Я слушал рассказ Максимовича, изредка вставляя слово – другое:
– И сколько времени у него ушло на дорогу туда и обратно?
– В аккурат, два года. Дорога ведь дальняя. Дед потом рассказывал, что больше шел пешком. Около костра приходилось частенько ночевать…
– Ничего себе! – изумился я.
Максимович на полуслове оборвал рассказ, так как у меня запрыгал поплавок. Затем продолжил:
– Понравилось ему одно место у реки: большая поляна, недалеко озеро, а вокруг – сопки, тайга. Красотища! Всей деревней поехали на новое место жительства со всем своим скарбом, на лошадях добирались. Начали осваивать выделенные участки земли, строили жилье.
– А как деревню назвали?
– Воронжа. Среди переселенцев было много из воронежской губернии. И вот потихоньку жизнь у людей стала налаживаться. «Скоро заживем!» – думали переселенцы, да не так вышло…
Максимович мрачно смотрел себе под ноги. Набежавший ветерок чуть не сорвал с него шляпу.
– Слушай дальше. Дед мне в детстве рассказывал много про крестьянина Банкузова. Насчет имени – позабыл я, память дырявая, ну, да это не суть важно. У него жена померла еще в Выдринке, он приехал с двенадцатью сыновьями. Младшему было всего девять лет. Представь себе: тайга, стволы вековых деревьев парни валят, а отец командует и посмеивается: «Да мы, сыны, такой губернией и горы свернем!»
Так и шли годы. Про голод позабыли: научились сою выращивать. Охотились, рыбу ловили, корзины плели. Свадьбы играли. Чего еще людям надо?
Я закивал головой. Максимович вздохнул:
– Только тут. Первая мировая война подоспела. Власти нарушили обещание, стали и переселенцев призывать. Пришлось подчиниться. Крестьянин Банкузов всех сыновей на фронт проводил.
Максимович закурил новую папиросу и продолжил дрогнувшим голосом:
– И все его сынки сложили головы… Представляешь?
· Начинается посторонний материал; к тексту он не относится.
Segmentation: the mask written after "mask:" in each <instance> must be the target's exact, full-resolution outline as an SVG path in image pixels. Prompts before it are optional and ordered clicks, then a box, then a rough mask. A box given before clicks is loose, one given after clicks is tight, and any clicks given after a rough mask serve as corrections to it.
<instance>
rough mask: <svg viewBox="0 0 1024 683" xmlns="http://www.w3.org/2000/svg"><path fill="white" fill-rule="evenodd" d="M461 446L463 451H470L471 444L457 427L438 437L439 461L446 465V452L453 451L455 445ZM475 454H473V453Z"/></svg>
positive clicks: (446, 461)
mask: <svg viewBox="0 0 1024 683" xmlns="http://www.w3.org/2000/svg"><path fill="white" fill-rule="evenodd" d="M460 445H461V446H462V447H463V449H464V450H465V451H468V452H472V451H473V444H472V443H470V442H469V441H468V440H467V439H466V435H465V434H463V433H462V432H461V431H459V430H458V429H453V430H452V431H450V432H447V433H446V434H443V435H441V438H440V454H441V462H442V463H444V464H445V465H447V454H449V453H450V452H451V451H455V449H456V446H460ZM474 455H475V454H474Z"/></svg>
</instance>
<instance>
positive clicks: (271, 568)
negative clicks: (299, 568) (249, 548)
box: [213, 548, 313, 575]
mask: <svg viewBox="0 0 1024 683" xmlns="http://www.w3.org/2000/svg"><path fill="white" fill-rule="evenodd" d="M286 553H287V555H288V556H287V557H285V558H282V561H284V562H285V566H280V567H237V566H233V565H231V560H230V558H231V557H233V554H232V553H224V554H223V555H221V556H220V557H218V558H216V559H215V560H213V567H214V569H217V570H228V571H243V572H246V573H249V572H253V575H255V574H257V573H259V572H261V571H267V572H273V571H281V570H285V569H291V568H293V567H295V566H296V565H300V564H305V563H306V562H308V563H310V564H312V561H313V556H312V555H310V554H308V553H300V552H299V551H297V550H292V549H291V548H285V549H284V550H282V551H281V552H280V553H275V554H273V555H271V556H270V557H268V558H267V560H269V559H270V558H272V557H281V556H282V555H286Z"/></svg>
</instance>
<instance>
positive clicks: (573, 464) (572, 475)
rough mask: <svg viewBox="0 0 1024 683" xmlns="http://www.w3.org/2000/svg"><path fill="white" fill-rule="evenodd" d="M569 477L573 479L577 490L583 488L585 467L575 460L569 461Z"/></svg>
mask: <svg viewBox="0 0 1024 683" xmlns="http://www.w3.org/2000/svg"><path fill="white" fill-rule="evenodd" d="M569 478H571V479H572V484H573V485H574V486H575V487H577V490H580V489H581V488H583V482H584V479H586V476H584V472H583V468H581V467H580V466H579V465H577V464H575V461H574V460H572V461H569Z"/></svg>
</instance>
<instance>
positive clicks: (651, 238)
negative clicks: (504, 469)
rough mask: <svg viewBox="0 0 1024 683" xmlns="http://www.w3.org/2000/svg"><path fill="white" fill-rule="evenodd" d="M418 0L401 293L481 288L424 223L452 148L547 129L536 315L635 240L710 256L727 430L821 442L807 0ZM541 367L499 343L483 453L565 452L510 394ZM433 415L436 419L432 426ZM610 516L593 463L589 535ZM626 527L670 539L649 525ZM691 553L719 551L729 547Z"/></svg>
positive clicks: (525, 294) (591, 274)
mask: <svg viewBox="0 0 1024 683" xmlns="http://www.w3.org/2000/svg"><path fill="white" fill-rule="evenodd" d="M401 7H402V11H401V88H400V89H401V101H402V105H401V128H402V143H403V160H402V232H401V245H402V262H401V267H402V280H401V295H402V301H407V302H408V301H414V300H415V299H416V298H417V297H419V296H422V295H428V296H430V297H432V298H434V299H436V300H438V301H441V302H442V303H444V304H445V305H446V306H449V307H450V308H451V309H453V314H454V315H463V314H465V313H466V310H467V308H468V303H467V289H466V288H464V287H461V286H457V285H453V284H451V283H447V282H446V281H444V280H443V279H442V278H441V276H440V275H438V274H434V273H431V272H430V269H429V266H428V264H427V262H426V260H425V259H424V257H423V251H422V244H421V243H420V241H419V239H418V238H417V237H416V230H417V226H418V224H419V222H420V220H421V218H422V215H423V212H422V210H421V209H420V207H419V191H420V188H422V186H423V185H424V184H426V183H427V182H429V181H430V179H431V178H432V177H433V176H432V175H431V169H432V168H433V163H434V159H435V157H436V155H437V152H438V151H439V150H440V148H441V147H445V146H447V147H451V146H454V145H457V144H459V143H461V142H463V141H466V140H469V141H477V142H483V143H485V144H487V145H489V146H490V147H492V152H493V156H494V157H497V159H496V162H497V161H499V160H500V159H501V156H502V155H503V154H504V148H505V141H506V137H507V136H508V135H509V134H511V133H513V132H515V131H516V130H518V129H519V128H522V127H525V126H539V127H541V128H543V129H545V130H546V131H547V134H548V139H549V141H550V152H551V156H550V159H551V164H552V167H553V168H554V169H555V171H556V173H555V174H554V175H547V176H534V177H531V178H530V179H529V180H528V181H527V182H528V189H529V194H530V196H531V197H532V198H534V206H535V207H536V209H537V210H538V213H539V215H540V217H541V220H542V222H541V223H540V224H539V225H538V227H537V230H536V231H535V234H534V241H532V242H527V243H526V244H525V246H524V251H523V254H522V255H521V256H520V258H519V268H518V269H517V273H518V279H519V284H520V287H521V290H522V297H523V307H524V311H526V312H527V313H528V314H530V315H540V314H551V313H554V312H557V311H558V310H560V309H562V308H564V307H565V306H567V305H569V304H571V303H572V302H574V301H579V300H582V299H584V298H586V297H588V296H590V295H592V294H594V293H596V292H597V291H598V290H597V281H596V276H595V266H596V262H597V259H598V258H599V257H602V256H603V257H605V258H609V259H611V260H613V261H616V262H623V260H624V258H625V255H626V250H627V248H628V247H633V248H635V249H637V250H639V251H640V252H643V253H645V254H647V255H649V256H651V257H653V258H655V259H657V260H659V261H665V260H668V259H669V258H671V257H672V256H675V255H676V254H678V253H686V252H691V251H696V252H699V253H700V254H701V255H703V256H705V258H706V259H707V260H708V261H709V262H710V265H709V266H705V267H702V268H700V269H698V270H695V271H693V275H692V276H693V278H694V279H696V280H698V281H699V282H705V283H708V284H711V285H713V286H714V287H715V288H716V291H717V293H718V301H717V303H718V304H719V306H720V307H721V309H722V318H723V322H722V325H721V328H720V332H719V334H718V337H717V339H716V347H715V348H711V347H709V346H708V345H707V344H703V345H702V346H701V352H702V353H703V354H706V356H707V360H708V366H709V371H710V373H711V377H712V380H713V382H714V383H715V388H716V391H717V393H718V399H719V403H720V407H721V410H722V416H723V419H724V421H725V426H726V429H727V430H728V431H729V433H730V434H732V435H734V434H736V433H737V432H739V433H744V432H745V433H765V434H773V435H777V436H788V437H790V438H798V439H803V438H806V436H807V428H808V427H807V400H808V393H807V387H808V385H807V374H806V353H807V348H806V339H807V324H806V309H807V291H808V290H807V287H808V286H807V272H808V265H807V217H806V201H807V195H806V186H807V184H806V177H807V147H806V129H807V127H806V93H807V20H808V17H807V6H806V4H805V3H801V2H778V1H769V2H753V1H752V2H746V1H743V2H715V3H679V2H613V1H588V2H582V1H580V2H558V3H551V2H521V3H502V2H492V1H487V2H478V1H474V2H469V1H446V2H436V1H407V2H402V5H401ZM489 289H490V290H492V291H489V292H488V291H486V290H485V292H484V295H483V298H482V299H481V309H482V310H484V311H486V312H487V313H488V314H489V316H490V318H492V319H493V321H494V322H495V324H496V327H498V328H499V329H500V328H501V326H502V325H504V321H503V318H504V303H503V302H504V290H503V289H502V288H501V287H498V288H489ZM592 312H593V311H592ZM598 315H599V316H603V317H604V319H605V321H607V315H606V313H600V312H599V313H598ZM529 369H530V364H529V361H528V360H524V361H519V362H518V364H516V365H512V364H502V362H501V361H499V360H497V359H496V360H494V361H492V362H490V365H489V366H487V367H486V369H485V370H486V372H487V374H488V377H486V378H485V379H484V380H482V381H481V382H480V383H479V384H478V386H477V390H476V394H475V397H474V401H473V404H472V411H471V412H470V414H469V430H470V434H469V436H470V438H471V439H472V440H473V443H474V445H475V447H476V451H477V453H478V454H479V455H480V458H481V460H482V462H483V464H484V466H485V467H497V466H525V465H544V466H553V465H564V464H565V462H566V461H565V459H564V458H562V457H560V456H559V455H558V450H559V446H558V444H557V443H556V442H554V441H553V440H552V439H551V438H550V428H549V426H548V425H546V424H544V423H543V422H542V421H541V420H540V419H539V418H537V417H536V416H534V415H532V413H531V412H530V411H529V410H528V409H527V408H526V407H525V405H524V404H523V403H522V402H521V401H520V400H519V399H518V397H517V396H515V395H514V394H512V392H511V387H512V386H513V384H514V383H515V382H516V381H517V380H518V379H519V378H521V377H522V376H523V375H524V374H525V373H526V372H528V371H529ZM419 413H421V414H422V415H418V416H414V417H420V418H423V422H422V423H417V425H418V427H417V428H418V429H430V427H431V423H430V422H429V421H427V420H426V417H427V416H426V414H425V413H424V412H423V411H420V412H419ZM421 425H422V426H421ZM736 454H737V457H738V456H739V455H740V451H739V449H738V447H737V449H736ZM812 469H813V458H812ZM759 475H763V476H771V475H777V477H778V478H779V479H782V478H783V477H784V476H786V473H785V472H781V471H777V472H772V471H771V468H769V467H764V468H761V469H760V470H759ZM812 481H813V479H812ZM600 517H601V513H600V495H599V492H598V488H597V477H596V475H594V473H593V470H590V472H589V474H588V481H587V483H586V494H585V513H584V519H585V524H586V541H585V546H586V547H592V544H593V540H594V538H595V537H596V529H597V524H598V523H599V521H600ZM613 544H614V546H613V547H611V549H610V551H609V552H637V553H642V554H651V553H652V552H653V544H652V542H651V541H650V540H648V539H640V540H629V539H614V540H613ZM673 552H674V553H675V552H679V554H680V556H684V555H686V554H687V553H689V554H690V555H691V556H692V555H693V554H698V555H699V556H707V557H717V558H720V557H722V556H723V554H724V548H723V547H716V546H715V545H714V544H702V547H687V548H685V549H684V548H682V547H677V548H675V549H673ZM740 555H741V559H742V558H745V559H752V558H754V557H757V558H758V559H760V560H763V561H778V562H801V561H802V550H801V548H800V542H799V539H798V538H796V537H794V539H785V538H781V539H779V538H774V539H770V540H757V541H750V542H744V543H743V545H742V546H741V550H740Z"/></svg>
Это какое же отцу надо иметь сердце, чтобы все это выдержать?! Он после последней похоронки ходил по деревне сам не свой, плакал:
«Всю мою губернию погубили!»
Меня аж в озноб бросило, а Максимович, опустив голову, сказал:
– Умом тронулся, а вскорести и помер…
Он прислонился спиной к березе и долго неподвижно смотрел на реку.
– Я это к чему рассказываю? Мне, выросшему в таежной глубинке, память не дает покоя, столько было приключений!.. Хочешь я расскажу тебе про калугу?
– Интересно бы…
– Слушай. Рыба эта водится, в основном, только в Амуре. Отец рассказывал мне, что однажды бакенщик Бабаедов около деревни Большая Сазанка на Зее поймал громадную калугу. Было это еще до революции. А тут пароход проходил рядом, остановился. Пассажиры высыпали на палубу, увидев чудо – рыбину. Среди них было много иностранцев. Владелец парохода стал торговаться с бакенщиком, мол, продай для ресторана. Сторговались. Так вот бакенщик на эти деньги купил потом четыре коня, десять коров и построил дом. Не веришь?
– Да ну! Быть такого не может! – усомнился я. – Байки это…
– Сам не поверил бы, если бы не отец… Корова – то в те времена стоила около пяти рублей и даже меньше. А он ту калугу продал по шесть рублей за килограмм веса…
Я от удивления присвистнул:
– Ну уж, ты скажешь…
– А что? Если на то пошло – это не только вкуснейшее мясо, но и много икры… У калуги и скелет не из костей, а хрящевой. Отец рассказывал, что на его глазах из четырехметровой калуги вынули несколько ведер икры.
– Черной, что ли?
– Конечно. Черная икра всегда была украшением самых изысканных столов. Я уже и про поплавок совсем забыл. Максимович бросил в костер сушняк, весело заиграли в огне сухие сучья.
– Ее ведь не зря царицей – рыбой называют. Знаю случаи, когда вес калуги был больше тонны… Не веришь?